The papers are dedicated to the problem of perception of Aristotle’s knowledge in the Middle Ages. The first paper (Maya Petrova) discusses the questions as how early it could have begun; to what extent and in what form the ingredients of Aristotle’s theories began to appear in the texts of the European medieval authors on dreams, visions, and the occurrence of sleep? The theories of William of Conches (De phil. Mundi XXI-XXII), including his glosses on Macrobius’s Commentary on the Dream of Scipio, and ps.-Augustine (De sp. Et an. XXV) are analysed. It is shown that their texts contain the synthesis of different, non-direct psychological, and physiological Greek concepts, in which one can see not only the influence of Platonic and Neoplatonic doctrines, but also the ingredients of the Aristotelian theories.
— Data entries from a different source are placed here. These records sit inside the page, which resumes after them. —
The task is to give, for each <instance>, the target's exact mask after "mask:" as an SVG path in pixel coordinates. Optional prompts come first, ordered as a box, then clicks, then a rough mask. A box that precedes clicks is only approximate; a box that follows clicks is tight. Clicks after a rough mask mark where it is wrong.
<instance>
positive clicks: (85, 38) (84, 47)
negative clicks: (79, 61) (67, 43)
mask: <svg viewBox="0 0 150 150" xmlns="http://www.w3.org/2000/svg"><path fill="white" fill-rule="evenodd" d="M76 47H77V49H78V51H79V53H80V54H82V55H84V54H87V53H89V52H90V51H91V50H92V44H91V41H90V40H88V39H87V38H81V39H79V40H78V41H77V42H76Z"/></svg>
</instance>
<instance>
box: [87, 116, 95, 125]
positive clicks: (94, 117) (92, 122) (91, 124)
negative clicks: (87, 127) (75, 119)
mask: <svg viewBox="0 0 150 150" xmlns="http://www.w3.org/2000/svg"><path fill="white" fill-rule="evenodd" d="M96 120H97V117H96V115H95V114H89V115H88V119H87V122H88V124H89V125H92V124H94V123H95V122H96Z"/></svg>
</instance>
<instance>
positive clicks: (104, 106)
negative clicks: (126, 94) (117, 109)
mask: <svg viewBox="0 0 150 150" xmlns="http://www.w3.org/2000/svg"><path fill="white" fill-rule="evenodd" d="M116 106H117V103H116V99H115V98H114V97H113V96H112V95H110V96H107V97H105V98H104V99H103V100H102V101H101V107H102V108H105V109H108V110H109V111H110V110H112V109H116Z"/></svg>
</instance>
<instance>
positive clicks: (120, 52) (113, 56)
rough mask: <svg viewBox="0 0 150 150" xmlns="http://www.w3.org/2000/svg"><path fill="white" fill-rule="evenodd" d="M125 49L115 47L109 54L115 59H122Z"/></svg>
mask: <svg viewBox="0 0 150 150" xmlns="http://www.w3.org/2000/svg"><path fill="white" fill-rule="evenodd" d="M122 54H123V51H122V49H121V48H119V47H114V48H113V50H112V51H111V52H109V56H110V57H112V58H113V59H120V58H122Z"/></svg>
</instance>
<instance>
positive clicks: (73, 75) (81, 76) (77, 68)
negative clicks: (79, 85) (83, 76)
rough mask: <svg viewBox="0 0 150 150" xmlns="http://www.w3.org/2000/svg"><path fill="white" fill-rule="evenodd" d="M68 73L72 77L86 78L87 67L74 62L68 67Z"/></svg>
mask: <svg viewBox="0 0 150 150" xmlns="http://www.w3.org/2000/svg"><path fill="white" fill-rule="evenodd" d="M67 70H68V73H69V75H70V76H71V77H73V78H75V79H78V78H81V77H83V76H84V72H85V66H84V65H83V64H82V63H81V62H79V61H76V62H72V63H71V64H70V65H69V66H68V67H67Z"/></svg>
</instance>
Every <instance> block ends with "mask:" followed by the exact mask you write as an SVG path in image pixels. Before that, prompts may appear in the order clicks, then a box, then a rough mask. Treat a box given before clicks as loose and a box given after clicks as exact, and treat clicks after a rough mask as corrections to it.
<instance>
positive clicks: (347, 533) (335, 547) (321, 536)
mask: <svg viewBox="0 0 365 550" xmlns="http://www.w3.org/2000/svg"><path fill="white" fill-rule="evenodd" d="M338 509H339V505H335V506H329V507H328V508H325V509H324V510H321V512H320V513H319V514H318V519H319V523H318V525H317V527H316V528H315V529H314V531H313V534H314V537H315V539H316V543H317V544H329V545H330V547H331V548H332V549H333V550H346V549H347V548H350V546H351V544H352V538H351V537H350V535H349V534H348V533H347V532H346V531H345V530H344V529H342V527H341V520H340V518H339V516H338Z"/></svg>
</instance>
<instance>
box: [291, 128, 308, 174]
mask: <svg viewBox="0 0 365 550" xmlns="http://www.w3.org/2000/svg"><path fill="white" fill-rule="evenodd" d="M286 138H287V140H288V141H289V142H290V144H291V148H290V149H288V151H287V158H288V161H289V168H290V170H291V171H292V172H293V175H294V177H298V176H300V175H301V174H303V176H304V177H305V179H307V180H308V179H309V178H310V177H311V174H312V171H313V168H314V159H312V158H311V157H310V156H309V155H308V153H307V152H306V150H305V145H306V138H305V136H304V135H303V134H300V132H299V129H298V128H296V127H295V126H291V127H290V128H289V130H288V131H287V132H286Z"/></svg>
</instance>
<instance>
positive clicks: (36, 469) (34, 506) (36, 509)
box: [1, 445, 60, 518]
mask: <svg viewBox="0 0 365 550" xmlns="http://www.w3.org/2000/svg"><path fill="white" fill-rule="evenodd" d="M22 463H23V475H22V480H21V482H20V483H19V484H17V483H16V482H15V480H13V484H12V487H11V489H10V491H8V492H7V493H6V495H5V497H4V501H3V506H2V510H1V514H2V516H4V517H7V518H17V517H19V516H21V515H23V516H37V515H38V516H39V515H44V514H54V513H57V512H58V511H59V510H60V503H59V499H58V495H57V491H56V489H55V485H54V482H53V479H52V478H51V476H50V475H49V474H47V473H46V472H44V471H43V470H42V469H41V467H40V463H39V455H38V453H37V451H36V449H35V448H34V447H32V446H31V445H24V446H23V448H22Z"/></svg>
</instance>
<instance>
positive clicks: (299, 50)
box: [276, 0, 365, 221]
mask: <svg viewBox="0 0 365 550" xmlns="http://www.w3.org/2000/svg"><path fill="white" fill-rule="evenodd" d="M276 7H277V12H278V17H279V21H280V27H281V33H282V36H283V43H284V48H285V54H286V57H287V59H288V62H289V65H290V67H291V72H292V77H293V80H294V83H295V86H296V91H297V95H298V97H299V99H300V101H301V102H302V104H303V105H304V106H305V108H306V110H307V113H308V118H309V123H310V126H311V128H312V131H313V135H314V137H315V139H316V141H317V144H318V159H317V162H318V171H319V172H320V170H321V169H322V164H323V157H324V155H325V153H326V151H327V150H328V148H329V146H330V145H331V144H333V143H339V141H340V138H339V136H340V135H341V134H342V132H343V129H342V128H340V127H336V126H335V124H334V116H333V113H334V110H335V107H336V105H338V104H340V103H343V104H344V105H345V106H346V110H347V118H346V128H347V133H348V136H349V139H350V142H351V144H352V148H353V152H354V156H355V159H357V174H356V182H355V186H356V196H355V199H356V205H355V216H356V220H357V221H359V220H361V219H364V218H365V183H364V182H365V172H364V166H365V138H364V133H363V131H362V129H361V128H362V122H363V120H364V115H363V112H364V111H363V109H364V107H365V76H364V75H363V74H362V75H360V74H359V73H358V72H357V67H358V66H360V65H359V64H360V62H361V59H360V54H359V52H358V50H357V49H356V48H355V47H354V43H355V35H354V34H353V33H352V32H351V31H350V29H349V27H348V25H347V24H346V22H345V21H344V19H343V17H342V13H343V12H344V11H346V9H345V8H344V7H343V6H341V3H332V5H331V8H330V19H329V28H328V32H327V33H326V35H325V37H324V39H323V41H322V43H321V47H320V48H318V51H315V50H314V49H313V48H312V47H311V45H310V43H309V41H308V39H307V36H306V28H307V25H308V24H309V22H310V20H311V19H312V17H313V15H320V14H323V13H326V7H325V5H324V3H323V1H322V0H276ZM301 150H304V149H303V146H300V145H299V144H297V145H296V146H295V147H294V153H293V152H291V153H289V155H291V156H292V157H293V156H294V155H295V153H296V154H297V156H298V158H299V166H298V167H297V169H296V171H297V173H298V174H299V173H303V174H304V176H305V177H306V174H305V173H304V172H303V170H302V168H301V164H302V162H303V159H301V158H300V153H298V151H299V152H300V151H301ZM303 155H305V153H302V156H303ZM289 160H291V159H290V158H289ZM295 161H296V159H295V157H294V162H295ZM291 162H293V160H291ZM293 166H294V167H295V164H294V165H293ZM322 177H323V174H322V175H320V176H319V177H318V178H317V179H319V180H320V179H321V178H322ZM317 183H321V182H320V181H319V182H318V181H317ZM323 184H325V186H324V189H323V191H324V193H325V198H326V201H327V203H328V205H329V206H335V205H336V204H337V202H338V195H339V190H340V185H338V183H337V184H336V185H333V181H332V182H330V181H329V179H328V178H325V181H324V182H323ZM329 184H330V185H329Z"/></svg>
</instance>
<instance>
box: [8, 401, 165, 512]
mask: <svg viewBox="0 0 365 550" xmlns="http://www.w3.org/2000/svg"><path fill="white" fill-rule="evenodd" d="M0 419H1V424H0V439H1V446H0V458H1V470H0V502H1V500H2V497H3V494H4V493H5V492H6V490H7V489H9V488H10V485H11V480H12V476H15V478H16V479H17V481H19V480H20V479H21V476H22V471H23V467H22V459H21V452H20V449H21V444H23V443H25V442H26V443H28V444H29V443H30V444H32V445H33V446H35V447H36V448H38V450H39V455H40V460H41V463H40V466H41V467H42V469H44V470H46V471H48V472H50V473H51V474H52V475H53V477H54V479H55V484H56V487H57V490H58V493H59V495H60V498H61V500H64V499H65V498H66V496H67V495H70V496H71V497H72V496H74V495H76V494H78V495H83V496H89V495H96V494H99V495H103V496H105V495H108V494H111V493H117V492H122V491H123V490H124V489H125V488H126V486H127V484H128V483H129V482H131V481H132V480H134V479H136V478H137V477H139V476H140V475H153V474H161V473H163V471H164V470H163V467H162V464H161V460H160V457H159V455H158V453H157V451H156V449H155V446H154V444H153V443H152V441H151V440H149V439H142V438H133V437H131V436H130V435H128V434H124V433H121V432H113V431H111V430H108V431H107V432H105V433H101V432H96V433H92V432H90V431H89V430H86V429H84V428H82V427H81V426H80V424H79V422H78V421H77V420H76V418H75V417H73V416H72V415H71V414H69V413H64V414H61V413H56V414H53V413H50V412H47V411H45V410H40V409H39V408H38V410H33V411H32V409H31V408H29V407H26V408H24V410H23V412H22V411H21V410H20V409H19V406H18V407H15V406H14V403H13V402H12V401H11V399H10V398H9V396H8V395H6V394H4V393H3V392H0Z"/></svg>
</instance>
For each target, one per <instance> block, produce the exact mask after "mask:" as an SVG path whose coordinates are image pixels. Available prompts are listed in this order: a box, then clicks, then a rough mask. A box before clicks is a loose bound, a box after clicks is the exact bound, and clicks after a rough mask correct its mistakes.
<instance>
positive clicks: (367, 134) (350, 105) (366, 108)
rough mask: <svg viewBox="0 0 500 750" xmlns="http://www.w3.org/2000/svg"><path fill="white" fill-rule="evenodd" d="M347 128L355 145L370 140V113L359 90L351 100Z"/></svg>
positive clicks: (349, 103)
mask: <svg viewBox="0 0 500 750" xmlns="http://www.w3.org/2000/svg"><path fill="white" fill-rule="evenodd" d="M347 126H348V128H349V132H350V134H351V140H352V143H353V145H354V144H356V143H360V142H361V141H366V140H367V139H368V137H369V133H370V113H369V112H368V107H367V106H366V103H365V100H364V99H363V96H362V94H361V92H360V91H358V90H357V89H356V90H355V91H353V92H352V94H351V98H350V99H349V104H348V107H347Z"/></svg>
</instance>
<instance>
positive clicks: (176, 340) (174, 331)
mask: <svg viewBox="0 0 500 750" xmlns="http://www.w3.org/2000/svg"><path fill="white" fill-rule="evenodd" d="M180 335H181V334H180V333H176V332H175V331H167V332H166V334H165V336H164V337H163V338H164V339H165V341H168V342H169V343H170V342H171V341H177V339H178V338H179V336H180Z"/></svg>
The aim of the second paper (Irina Konovalova) is to discuss the ways of reception of ancient scientific knowledge in medieval Islamic culture. This problem is analysed by the example of development of Aristotle’s ideas in Islamic geographical treatises of the 10th -14th centuries. Beginning with the 9th century, many writings of ancient authors have been translated into Arabic and in revised form became part of Islamic culture. In particular, various works of Aristotle had a great influence on the formation of Islamic science, theology, and medicine. The following cases will be considered in the analysis of development of Aristotle’s geographical ideas in Islamic writings: 1) the spherical shape of the Earth; 2) the world Ocean and its seas; 3) the island of Socotra; 4) the river Nile. And finally some conclusions about relative significance of Aristotle and Ptolemy for the development of medieval Islamic geography will be made. The last paper (Anna Seregina) explores some medieval interpretations of Aristotelian ideas of true and false statements and, consequently, of lying and the concealment of truth (which was not considered a mortal sin, unlike the former). These ideas are discussed in connection to the spreading practice of frequent confession of sins in the 15th – 16th centuries, and to political conflicts that made it necessary to conceal the truth because of some political / religious reasons. The paper will look into text by the late medieval theologians and canonists and explore their practical implications (for the practice of confession, as well as the advice to the 16th century Catholics how to behave when questioned by authorities).